Gallagher spoke lightly, to deflect Hazel’s somber tone. Like most women she wished to exaggerate the significance of small deaths.

Hazel’s cheeks were flushed from the climb, her eyes were widened and alert, glistening with moisture. She appeared feverish, still excited. There was something heated and sexual about her. Almost, Gallagher shrank from her.

He was taller than Hazel Jones by several inches. He might have gripped her shoulders, and kissed her, hard. Yet he shrank from her, his eyes behind the dark glasses tremulous.

Damn: he was sweating, yet shivering. At this height the air was cold enough, thin gusts of wind from the river struck his exposed face like knife blades. Gallagher felt a stab of childish resentment, here was a woman failing to protect a man from getting sick.

He pulled at her arm, and led her back down the trail. She came at once, docile.

“”The owl of Minerva soars only at dusk.“”

Hazel spoke in her strange, vague, wondering voice as if another spoke through her. Gallagher glanced at her, surprised.

“Why do you say that, Hazel? Those words?”

But Hazel seemed not to know, why.

Gallagher said, “It’s a melancholy observation. It’s the German philosopher Hegel’s remark and it seems to mean that wisdom comes to us only too late.”

“”The owl of Minerva.“ But who is Minerva?”

“The Roman goddess of wisdom.”

“Some long-ago time, we’re talking of?”

“A very long time ago, Hazel.”

Afterward Gallagher would recall this curious exchange. He would have liked to ask Hazel whom she was echoing, who’d made this remark in her hearing, except he knew that she would become evasive and manage not to answer his question. Her manner was naive and girlish and somehow he did not trust it, not completely.

“Why is it, do you think, ”the owl of Minerva soars only at dusk‘? Must it always be so?“

“Hazel, I have no idea. It’s really just a remark.”

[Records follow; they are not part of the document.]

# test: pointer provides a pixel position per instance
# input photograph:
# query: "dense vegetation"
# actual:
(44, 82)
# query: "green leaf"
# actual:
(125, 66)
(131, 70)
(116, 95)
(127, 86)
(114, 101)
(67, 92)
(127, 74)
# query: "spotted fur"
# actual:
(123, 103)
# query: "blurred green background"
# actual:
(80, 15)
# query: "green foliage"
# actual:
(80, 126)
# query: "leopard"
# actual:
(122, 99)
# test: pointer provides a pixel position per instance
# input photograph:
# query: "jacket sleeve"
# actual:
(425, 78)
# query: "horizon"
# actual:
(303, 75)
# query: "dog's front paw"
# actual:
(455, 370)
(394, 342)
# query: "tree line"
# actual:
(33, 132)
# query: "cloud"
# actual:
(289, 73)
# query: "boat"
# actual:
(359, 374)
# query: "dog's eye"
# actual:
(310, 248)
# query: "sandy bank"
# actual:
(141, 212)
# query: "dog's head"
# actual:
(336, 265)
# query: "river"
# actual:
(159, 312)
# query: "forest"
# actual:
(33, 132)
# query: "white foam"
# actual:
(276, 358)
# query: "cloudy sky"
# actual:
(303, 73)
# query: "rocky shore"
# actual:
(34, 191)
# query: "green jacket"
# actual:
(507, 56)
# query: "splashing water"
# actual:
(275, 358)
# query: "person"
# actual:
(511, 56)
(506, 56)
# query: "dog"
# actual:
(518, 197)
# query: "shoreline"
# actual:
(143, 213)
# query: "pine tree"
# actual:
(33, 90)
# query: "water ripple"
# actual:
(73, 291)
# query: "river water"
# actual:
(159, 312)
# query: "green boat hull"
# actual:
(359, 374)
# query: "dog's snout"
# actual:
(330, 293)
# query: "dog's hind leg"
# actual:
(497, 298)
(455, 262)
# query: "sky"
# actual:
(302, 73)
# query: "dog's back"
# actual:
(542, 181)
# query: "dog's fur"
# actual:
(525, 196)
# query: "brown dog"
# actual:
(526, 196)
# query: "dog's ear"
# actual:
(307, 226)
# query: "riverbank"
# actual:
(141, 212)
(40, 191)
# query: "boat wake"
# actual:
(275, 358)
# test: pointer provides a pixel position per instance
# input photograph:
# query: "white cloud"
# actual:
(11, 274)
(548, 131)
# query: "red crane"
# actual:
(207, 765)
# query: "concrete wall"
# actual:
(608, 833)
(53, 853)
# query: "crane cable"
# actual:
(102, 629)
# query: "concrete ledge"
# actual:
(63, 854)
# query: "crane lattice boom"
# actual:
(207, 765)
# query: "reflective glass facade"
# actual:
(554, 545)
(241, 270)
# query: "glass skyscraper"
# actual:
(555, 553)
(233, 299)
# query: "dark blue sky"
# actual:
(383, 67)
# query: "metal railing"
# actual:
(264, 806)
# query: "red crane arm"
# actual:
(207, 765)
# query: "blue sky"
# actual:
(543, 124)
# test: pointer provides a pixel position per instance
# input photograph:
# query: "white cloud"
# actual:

She was so damned literal-minded! Gallagher would have to be careful what he told Hazel, especially if she became his wife. She would believe him without question.

They left the densely wooded area and were descending the hill in the direction of the lodge. Here in the open sunshine Gallagher would have been blinded without his dark glasses. A smell of skunk lifted teasingly to their nostrils, faint at first and then stronger. It might have been emanating from a stand of birch trees, or from one of the guest cabins. At a distance the smell of skunk can be half-pleasurable but it is not so pleasurable at close range. That inky-cobwebby odor that can turn nauseating if you blunder too close.

Families of skunks sometimes hibernated beneath the outbuildings. The warm weather would have roused them.

“Skunks have to live somewhere. Just like us.”

Hazel spoke playfully. Gallagher laughed. He was liking Hazel Jones again now that she wasn’t leading him up the damned mountain to a heart attack.